Sei que parece uma forma literal demais, possivelmente até pretensiosa de descrever as comunicações estratégicas russas. Mas basta seguir os meios de comunicação russos durante qualquer período de tempo para começar a ver os padrões no relato das notícias. Nada nunca apenas "acontece". Cada evento sempre faz parte de uma história maior, geralmente uma teoria da conspiração. A Rússia, ou melhor, uma conspiração para destruir ou prejudicar a Rússia, sempre está no centro. Há elementos da realidade incluídos na história, mas estão distorcidos numa realidade fictícia a fim de caber no roteiro.

Ao longo dos últimos dois anos, temos observado várias versões deste processo se desenrolar. As manifestações Euromaidan na Ucrânia, em 2014, foram interpretadas repetidamente pelo Kremlin como um renascimento do nazismo, inspirado e apoiado pela Otan. O ministro das Relações Exteriores russo repreendeu a Alemanha por apoiar a "Revolução Marrom". Os programas de entretenimento na televisão patriótica russa mostram batalhas imaginárias entre gangues de motociclistas russos e ucranianos "fascistas" que carregam suásticas e símbolos da Otan. A propaganda continuou mesmo quando as eleições levaram os centristas ao poder e eliminaram qualquer influência dos pequenos partidos de extrema-direita na Ucrânia, e mesmo quando a Otan não conseguiu defender a Ucrânia militarmente.

Com o bombardeio russo na Síria, Putin lançou uma nova narrativa. Na Assembleia Geral da ONU em setembro, ele convocou uma coligação contra o terror "semelhante à coalizão contra Hitler", capaz de "unir a ampla gama de forças que estão resistindo resolutamente àqueles que, assim como os nazistas, semeiam o mal e o ódio à humanidade”. Desta vez, os inimigos não eram os ucranianos, mas os terroristas. A linguagem anti-Otan foi atenuada. Os telejornais patrióticos mostraram ataques eficientes contra células terroristas.

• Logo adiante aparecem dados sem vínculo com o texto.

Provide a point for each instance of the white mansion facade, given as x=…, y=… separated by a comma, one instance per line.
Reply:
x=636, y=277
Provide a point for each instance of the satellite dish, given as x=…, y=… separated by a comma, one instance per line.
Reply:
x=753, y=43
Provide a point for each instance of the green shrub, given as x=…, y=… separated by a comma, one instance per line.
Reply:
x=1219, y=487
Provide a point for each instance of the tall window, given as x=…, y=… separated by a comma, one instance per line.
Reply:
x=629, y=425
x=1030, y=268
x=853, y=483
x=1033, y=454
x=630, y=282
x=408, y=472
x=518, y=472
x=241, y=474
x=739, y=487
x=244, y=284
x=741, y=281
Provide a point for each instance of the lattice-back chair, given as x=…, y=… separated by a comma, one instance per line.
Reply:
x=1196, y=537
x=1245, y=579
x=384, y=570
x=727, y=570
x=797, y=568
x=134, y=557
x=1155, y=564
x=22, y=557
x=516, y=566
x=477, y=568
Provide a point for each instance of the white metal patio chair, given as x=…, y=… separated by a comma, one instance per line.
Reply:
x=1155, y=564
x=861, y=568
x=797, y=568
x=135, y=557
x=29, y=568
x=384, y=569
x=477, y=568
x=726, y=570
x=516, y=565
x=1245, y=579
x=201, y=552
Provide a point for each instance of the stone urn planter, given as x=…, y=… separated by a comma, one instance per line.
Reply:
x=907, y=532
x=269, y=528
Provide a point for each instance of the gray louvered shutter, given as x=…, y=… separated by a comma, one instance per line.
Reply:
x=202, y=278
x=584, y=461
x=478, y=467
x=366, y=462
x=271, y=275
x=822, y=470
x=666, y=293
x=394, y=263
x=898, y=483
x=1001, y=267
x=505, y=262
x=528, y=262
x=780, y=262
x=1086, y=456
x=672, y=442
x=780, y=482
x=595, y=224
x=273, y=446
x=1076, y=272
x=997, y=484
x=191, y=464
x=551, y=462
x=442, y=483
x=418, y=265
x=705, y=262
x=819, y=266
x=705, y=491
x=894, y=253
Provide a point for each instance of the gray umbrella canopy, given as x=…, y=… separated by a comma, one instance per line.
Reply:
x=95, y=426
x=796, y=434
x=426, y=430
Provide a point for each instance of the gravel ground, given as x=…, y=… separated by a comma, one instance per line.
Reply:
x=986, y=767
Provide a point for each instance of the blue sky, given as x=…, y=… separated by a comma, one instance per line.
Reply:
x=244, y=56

Esta propaganda continuou mesmo quando ficou claro que os russos tinham como alvo todos os oponentes do ditador sírio Bashar al-Assad, em sua maioria não-pertencentes ao Estado Islâmico.

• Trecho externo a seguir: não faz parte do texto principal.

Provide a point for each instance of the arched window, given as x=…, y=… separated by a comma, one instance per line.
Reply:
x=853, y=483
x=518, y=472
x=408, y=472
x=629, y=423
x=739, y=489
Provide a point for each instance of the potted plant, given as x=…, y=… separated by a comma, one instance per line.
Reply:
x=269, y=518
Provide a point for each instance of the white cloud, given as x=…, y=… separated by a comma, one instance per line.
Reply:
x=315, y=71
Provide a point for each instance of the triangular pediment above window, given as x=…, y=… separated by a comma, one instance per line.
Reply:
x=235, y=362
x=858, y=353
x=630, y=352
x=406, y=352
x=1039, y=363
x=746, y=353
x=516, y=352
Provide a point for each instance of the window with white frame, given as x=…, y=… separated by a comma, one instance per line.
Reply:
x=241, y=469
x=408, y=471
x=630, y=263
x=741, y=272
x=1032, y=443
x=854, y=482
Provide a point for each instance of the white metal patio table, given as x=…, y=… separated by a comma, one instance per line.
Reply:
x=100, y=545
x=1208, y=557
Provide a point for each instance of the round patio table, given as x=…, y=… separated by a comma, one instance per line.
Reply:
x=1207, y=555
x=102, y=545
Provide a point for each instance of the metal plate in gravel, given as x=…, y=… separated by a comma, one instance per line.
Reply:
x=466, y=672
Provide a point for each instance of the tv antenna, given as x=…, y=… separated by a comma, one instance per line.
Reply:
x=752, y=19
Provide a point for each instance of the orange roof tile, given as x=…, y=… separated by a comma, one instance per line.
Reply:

A mídia russa não abandonou suas obsessões anteriores, é claro. Em vez disso, ela ligou os pontos. A televisão estatal russa afirmou que a Ucrânia é uma "fornecedora de armas para o EI”. O canal de televisão do Ministério da Defesa russo, por sua vez, declarou que os combatentes do EI estão sendo treinados na Ucrânia. Parecia possível, por um tempo, que ambos os inimigos pudessem ser unificados.

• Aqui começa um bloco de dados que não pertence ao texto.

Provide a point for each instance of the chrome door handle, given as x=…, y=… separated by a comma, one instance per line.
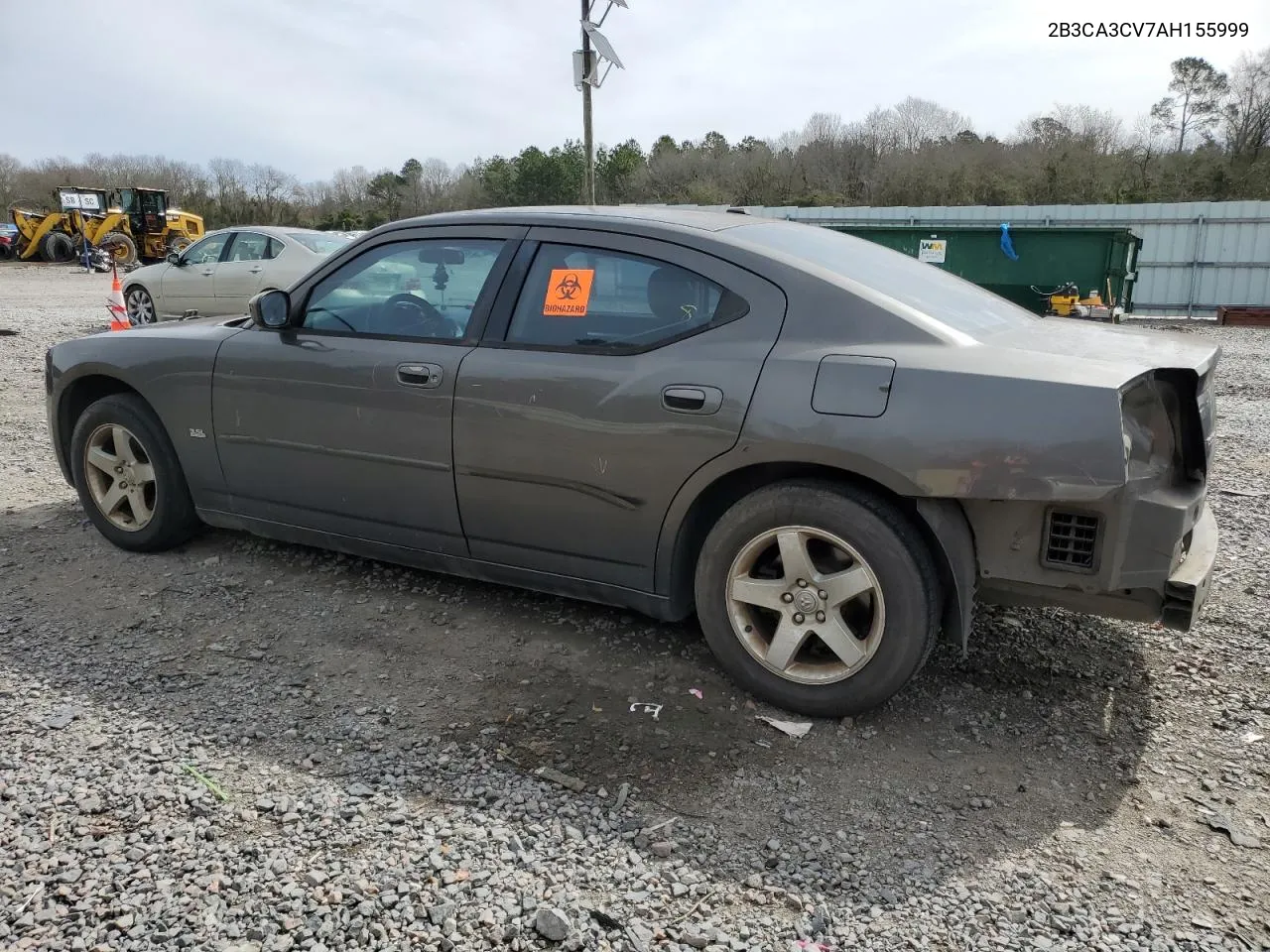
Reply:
x=691, y=399
x=420, y=375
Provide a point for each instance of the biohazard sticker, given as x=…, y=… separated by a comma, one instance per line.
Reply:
x=568, y=293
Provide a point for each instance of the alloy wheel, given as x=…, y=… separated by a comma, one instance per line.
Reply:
x=806, y=604
x=141, y=308
x=119, y=476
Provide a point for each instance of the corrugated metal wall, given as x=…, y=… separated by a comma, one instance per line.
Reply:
x=1196, y=255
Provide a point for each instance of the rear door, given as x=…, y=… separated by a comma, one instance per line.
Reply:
x=191, y=284
x=341, y=424
x=624, y=366
x=239, y=276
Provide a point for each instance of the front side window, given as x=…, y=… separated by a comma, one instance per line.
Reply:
x=320, y=243
x=249, y=246
x=578, y=296
x=206, y=252
x=425, y=289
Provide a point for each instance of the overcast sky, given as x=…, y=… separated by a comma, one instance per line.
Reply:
x=313, y=85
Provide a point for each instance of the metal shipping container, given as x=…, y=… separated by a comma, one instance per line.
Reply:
x=1096, y=259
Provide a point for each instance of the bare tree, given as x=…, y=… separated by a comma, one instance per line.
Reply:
x=921, y=121
x=1196, y=105
x=1246, y=114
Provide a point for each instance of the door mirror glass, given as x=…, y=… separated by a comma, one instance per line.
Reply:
x=271, y=308
x=440, y=254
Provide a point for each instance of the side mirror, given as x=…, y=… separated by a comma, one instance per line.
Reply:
x=271, y=308
x=443, y=255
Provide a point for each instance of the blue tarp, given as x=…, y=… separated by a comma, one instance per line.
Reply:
x=1007, y=246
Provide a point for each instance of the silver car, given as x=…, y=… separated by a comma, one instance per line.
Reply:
x=218, y=275
x=825, y=449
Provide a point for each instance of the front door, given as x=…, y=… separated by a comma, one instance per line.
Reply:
x=626, y=366
x=341, y=422
x=239, y=276
x=190, y=286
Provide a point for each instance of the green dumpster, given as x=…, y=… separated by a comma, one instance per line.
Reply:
x=1047, y=258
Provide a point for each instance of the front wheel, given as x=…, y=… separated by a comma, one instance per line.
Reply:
x=141, y=306
x=128, y=477
x=817, y=598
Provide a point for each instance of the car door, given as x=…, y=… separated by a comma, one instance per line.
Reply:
x=341, y=422
x=626, y=365
x=239, y=276
x=190, y=285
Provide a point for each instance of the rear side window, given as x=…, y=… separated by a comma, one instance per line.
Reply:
x=945, y=298
x=578, y=298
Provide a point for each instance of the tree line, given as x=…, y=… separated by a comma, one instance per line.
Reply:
x=1206, y=139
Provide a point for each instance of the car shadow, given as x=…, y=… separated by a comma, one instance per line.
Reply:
x=336, y=664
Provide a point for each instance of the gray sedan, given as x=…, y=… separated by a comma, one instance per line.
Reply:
x=824, y=449
x=220, y=273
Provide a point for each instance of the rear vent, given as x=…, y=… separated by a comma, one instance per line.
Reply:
x=1071, y=540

Mas a Turquia agora acrescentou um novo nível de complexidade. A derrubada do avião faz parte da “agressão contra a Rússia” da Otan/nazista? Se sim, isso exigirá uma resposta russa contra a Otan. Faz parte do plano terrorista contra a Rússia? Se sim, isso parece um pouco estranho, dado que a Turquia também diz estar lutando contra o terrorismo.

Por enquanto, a Rússia escolheu a segunda opção. O elemento Otan foi descartado. A Turquia, uma falsa amiga e "cúmplice dos terroristas" nos "apunhalou pelas costas", declarou Putin. "Os turcos estão protegendo o EI", disse um "especialista", na televisão estatal russa.

Dadas as alternativas, isso é uma boa notícia: significa que a Rússia não deve responder militarmente aos turcos e é improvável que arraste a Otan para um conflito mais amplo. Pode significar também que Putin ainda espera fazer parte de uma coalizão maior na Síria, ou que ele ainda queria ter um papel em qualquer iniciativa diplomática ocidental que possa colocar um fim à guerra. Afinal, ele precisa de provas para mais uma de suas narrativas: a de que ele devolveu a influência internacional e o status de “superpotência” a seu país.

Mas isso não significa que a história chegou ao fim. E se a Rússia tiver mais baixas, ou outro avião for abatido? E se a guerra síria começa a ir mal, ou se tornar impopular na Rússia? Então, o Kremlin vai precisar de uma explicação para seus fracassos e a narrativa terá que mudar novamente. A Otan pode ainda se revelar uma excelente vilã. A única questão é saber se a resposta da Rússia acontecerá na realidade virtual ou na vida real.